Measured on Apple M3, supertonic 1.3.1 — see [benchmark/results.md](benchmark/results.md).

| Scenario | Median FSL |
|----------|------------|
| Warm (model loaded) | ~0.82s |
| Cold (new `TTS()` per call) | ~0.81s |

FSL = time from `synthesize()` through WAV written (no streaming, no `play=True`).

Re-run: `python benchmark/run.py`

## Offline use

```bash
supertonic3-mcp preload
```

Downloads ONNX weights atomically to `~/.cache/supertonic3/` and prints SHA256 checksums.

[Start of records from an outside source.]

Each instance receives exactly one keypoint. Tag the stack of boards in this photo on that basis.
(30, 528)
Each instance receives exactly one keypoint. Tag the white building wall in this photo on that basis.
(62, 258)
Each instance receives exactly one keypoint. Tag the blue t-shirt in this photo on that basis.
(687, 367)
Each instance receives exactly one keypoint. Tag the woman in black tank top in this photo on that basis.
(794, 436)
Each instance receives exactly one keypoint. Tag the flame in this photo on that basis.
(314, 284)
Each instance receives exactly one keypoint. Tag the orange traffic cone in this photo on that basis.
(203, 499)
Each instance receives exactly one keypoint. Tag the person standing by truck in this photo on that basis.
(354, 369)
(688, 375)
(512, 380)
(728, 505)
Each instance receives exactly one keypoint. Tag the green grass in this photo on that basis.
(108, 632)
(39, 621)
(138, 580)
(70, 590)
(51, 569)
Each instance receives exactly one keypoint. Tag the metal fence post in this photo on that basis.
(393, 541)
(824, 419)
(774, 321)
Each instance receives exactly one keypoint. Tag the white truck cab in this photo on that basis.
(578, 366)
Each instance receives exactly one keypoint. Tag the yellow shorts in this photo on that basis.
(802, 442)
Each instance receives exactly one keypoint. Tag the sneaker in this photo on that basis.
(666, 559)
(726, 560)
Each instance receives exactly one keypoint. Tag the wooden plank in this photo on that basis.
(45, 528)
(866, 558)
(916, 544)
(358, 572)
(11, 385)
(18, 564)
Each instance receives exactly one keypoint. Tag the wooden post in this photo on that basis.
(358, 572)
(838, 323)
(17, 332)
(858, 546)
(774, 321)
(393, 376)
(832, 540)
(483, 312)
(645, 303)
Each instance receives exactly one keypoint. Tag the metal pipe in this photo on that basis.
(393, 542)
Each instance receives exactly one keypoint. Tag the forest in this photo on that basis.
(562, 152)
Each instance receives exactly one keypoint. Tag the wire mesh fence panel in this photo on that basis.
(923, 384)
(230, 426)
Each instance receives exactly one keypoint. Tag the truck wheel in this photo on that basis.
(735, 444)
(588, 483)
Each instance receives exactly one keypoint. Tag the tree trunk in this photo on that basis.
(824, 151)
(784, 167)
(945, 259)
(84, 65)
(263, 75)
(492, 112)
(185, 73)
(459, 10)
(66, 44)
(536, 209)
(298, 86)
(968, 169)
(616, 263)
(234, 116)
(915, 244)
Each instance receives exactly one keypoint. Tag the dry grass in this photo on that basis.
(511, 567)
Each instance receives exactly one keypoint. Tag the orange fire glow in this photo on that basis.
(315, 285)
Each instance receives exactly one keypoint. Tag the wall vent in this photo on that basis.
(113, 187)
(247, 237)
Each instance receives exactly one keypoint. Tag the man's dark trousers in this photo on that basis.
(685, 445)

After preload, synthesis works without network access.

## Development

```bash
pip install -e ".[dev]"
pytest
```

Tests mock the Supertonic SDK (no network in CI).

## Coming in v1.1

- `listen()` — Whisper speech-to-text (`pip install supertonic3-mcp[stt]`)
- SSE transport + Docker image for remote agents
- PyPI publish workflow

## License

MIT (this package). Supertonic SDK is MIT; model weights use [OpenRAIL-M](https://huggingface.co/Supertone/supertonic-3).

## Disclaimer

AI-generated speech is not a substitute for certified safety, legal, or medical guidance. For demonstration purposes only.